Quand vous exportez un Airbus ou une automobile, cela enrichit la France, car vous augmentez la production et les revenus. Si vous exportez La Joconde, cela aura pour seul effet d'appauvrir notre pays. Et ce n'est pas seulement parce que La Joconde est une oeuvre d'art, car si vous exportiez l'avion - qui est au musée des arts et métiers - avec lequel Blériot a traversé la Manche, cela aboutirait au même appauvrissement. Cela veut donc dire que, pour les biens rares, dont les oeuvres d'art originales, c'est l'importation qui enrichit le pays et l'exportation qui l'appauvrit. »
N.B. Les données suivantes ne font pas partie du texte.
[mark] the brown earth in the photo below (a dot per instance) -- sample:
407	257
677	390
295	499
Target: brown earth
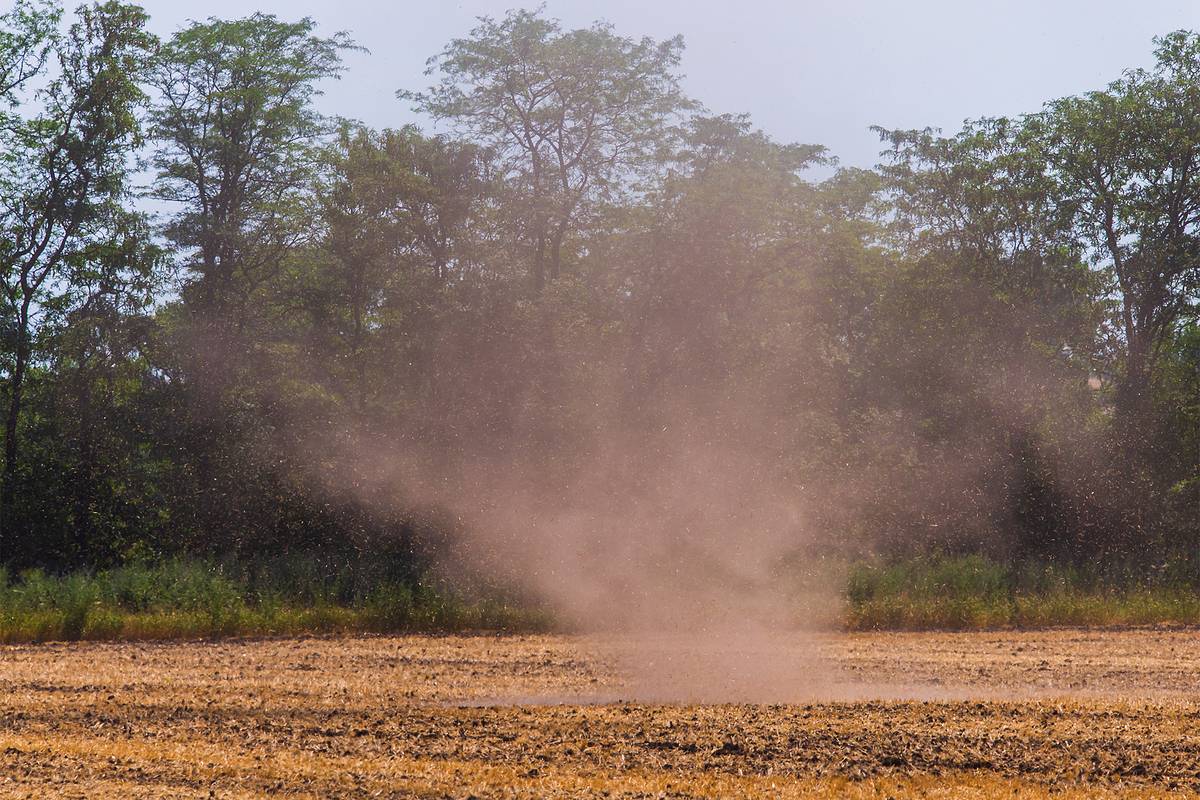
1026	714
L'article 7 bis (nouveau) complète ainsi l'article 278-0 bis du code général des impôts :

« H. - 1° Les importations d'oeuvres d'art, d'objets de collection ou d'antiquité, ainsi que sur les acquisitions intracommunautaires, effectuées par un assujetti ou une personne morale non assujettie, d'oeuvres d'art, d'objets de collection ou d'antiquité qu'ils ont importés sur le territoire d'un autre État membre de l'Union européenne ;

« 2° Les acquisitions intracommunautaires d'oeuvres d'art qui ont fait l'objet d'une livraison dans un autre État membre par d'autres assujettis que des assujettis revendeurs. » ; (...) »
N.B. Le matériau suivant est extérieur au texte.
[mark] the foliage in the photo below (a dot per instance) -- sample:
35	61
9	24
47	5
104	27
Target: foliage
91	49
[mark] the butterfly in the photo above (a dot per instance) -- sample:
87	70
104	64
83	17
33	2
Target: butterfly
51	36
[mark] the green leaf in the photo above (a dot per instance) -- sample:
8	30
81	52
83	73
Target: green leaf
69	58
Votre rapporteur pour avis se félicite de l'adoption de cette disposition essentielle pour l'enrichissement du patrimoine national et la dynamique du marché de l'art en France . Les collections publiques sont en grande partie alimentées par des dons de toutes formes (legs, dations en paiement, etc.) qui proviennent de collectionneurs désireux de conserver un patrimoine muséal important. Or la hausse du taux de TVA sur les importations d'oeuvres d'art est en fait assimilable à un droit de douane d'autant plus préjudiciable pour la France qu'il est de 5 % au Royaume Uni, seule autre place de ventes de dimension internationale sur le marché de l'art en Europe. Il est certain que la hausse de la TVA à 10 % n'aurait pas manqué d'entraîner à terme un appauvrissement du patrimoine national.


* 2 « L'éducation artistique et culturelle dans les musées et monuments nationaux - Projet national de l'éducation artistique et culturelle : pour un accès de tous les jeunes à l'art et à la culture », Rapport de la mission confiée au musée du Louvre par la ministre de la culture et de la communication. Juillet 2013.